Could boys shooting marbles with sling shots be responsible for the wave of terror that swept Camden, NJ in 1928?
Nowadays you don’t have to look too hard to find a headline about a shooting here, there, or anywhere really in this country. Usually such stories are pretty cut and dry–an argument got out of hand, and someone turned to a gun (the bulk of homicides are spur of the moment, despite popular perception). That is not meant to trivialize it of course–any death is a tragedy. All of that being said, it isn’t likely these days you’ll come across a gun related crime quite as weird as the Camden Ghost Sniper, the name given to the perpetrator of a very odd set of crimes between 1927 and 1928 in Camden, New Jersey.
The Ghost Sniper’s reign of terror began January 25, 1928 when a bus windshield and the wind shields of four other vehicles were ‘strangely shattered’ by an unknown projectile. In just about every case attributed to the Ghost Sniper, windows appeared to be shot through with a bullet, although usually no fragments or shell casings were found. So it was with the first five shootings. Also, a police officer was struck and knocked to the ground by a blue marble.
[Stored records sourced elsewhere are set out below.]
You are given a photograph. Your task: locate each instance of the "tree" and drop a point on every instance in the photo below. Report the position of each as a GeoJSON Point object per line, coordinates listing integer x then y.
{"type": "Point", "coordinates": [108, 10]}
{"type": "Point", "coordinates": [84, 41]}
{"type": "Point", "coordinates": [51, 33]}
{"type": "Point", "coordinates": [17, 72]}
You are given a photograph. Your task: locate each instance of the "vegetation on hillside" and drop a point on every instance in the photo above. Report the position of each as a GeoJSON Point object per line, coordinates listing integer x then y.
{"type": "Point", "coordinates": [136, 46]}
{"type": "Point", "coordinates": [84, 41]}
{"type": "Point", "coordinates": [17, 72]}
After these first strange occurrences, reports of the ‘phantom sniper’ began to flood into Camden police stations. Reports of similar attacks came in from Collingswood and Lindenwood, New Jersey as well. Police suspected the culprit or culprits might be using a high powered air gun or a low caliber hand gun with a silencer, or some combination of the two. Indeed, in later incidents bullets were found, one matching a .38 slug and the other a .22. In another case, a prominent local jeweler had a nickel-plated screw shot through his windshield, which was promptly recovered.
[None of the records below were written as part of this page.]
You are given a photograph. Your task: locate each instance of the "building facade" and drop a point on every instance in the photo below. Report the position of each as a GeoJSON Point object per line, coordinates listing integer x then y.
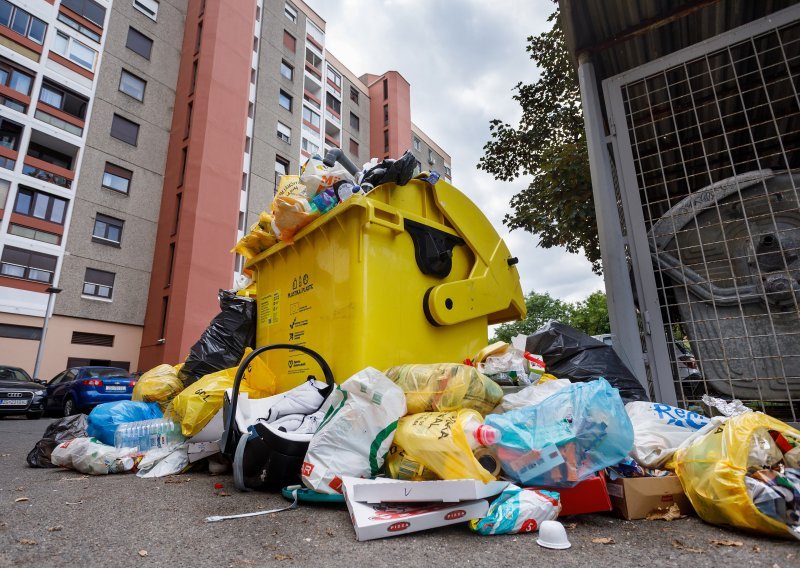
{"type": "Point", "coordinates": [139, 139]}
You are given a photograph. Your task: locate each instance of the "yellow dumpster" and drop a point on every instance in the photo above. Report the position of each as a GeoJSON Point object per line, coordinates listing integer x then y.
{"type": "Point", "coordinates": [407, 274]}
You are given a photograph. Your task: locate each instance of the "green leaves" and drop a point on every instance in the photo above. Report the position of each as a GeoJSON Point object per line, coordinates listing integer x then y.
{"type": "Point", "coordinates": [549, 143]}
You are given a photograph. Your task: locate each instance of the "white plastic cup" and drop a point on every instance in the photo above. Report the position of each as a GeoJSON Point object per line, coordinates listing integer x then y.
{"type": "Point", "coordinates": [552, 534]}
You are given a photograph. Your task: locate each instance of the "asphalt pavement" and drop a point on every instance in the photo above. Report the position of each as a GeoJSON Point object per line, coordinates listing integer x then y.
{"type": "Point", "coordinates": [54, 517]}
What was strange was that, in most cases, no one reported hearing gun fire during any of the incidents. There was only one case where a possible shooter was identified; he’d apparently shot through a bedroom window, and when the occupants looked outside to see where the projectile had come from, they saw a man running a away shouting: “It’s all right now, Louie.” The mystery man was never caught.
Luckily, no one was seriously injured throughout the ordeal, other than some severe cases of jangled nerves and a couple of officers who suffered nasty bruises after being struck by blue marbles. That is not to say that Camden and the surrounding area were not in a borderline panic over the ‘phantom shooter’. Police actually outfitted themselves with tommy guns and pursuit vehicles to aid in the hunt for the shooter, and throughout the course of the investigation they operated under a “shoot on sight” order. People were genuinely terrified of the Ghost Sniper, and with good reason. After all, no one could catch him, so who was to say when he would get bold and begin to kill, thinking he could do so with impunity?
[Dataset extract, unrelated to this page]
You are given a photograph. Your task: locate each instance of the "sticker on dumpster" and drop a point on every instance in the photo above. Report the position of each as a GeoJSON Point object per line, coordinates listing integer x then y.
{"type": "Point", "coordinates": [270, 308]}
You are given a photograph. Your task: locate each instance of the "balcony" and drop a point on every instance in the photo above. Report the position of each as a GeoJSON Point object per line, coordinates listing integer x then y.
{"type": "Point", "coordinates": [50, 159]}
The strange story concluded when police arrested two youths for shooting a hole in a windshield with a slingshot. So far as I can see, after that point there were no more incidents reported. This story reminds me strongly of the Mad Gasser of Mattoon; meaning, it is probably an incidence of mass hysteria. Was there an initial attack? Probably. Then for whatever reason, possibly because of the public nature of the attack and the fact a police officer was injured, the story blew up. Every pebble shot through a window by a passing car and every prank by bored school boys became a sign of a mad man on the loose. Copy cats probably came out of the woodwork and fueled the flames, for reasons of their own. Like such things do, it eventually peaked, and probably by the time the two youths were arrested, interest in the whole business had waned anyway. It was a phantom shooter indeed, as it only existed in the collective minds of the residents of Camden, New Jersey.